Parc Jean-Drapeau à Montréal

Léger-Dubuc était encore en tenue de course au moment où il est mort. Il vivait dans la rue depuis deux ans. Quelques heures avant sa mort, il a écrit à son frère Éric Dubuc: « Je vais gagner la course de demain pour papa ».

Ce message résume la place qu’occupait la course dans sa vie. Son frère a dit: « Il était tellement fier des articles sur lui, il nous bombardait avec ça ». Léger-Dubuc avait décrit l’arrivée de son premier marathon comme « le plus heureux de sa vie ».

Éric Dubuc et l’Accueil Bonneau

Après ce marathon, des citoyens, des coureurs et des entreprises lui ont donné du matériel, de l’argent et des encouragements. Alexandre Maillé-Beaulieu, intervenant à l’Accueil Bonneau, a dit: « Quand il avait de quoi dans la tête, il le réalisait à tout prix ». Il a aussi dit avoir aidé Jonathan à gagner en confiance en lui.
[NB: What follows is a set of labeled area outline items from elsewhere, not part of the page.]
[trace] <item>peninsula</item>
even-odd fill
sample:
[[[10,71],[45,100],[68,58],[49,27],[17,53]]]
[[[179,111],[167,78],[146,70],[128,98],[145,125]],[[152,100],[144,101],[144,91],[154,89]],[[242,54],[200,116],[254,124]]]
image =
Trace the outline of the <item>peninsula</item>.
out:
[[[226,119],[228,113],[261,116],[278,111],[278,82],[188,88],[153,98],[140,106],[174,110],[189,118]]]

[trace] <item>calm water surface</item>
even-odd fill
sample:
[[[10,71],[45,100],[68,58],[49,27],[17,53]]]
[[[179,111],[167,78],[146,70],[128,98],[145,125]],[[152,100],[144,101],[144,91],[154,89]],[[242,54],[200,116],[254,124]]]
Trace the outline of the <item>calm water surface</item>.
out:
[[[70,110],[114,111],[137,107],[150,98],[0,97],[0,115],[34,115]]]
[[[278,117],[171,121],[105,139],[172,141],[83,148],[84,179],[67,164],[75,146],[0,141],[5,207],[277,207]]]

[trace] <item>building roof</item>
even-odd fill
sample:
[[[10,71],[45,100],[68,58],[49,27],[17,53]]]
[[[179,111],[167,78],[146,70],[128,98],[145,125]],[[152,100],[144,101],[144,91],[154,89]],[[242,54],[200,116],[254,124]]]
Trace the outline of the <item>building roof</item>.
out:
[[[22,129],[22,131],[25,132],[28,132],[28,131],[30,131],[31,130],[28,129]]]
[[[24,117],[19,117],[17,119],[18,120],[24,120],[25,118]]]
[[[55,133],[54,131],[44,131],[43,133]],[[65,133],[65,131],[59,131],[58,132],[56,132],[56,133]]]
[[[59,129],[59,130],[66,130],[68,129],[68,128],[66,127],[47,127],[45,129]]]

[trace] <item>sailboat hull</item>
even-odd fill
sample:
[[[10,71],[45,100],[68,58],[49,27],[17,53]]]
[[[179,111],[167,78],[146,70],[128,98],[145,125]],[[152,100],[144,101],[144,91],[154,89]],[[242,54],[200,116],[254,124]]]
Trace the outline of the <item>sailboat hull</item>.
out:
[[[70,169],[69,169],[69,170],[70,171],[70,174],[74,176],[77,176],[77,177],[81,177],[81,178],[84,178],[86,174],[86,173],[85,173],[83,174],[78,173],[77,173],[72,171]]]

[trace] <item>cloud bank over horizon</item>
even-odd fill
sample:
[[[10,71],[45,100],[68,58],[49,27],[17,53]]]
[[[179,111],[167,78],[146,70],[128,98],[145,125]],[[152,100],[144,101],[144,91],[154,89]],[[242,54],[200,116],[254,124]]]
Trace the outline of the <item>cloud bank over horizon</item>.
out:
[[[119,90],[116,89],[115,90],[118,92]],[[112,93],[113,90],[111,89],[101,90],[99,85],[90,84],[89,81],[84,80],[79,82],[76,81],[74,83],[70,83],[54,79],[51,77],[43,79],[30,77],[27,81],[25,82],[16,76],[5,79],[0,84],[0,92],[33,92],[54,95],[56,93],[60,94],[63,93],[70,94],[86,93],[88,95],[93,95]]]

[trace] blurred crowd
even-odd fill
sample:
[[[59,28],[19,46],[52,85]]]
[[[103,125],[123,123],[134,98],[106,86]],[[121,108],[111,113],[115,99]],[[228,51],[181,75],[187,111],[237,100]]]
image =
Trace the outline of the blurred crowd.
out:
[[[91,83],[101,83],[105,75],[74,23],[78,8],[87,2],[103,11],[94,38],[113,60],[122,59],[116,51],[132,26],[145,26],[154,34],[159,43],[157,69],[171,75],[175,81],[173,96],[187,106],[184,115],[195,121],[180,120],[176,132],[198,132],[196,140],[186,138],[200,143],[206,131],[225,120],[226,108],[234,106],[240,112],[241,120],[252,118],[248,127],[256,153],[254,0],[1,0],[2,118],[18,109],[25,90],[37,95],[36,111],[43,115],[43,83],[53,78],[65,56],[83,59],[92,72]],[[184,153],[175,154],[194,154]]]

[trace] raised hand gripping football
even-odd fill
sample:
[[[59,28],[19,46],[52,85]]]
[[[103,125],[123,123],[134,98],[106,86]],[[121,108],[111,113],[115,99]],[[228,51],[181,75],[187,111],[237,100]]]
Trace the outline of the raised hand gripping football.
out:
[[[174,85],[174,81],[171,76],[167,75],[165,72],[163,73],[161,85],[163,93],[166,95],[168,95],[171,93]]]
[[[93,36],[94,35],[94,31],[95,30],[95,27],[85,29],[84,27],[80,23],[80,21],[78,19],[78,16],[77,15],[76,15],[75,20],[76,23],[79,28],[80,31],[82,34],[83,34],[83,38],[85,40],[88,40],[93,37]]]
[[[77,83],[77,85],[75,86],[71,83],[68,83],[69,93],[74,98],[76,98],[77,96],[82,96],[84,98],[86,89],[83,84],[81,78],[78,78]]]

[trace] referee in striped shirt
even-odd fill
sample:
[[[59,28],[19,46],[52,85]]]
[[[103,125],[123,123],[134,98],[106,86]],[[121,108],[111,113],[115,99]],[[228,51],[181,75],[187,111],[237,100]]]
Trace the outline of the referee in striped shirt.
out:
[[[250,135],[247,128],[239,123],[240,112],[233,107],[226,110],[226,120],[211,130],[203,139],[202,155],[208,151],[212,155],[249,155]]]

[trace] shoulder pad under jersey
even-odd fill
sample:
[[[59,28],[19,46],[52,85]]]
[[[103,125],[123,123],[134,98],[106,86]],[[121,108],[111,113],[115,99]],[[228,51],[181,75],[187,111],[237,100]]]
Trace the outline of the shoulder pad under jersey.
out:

Maillé-Beaulieu veut que cette histoire dépasse le seul décès. « Des gars dans la rue, il y en a bien peu qui trouvent une motivation qui va les pousser. Je suis convaincue qu’on aurait pu le sortir de son état. Son histoire était inspirante, il aurait pu écrire des livres », a-t-il dit. Il a ajouté: « J’espère que ces gens qui l’ont tant aidé ne vont pas abandonner la cause parce qu’il y en a un paquet d’autres qu’on peut sauver. »

Campagne GoFundMe

Après sa mort, une collecte GoFundMe a été lancée pour payer ses funérailles et recueillir des dons pour les organismes qui l’avaient aidé. La mobilisation qui l’avait entouré de son vivant se déplace désormais vers ceux qui soutiennent encore des personnes dans la même situation.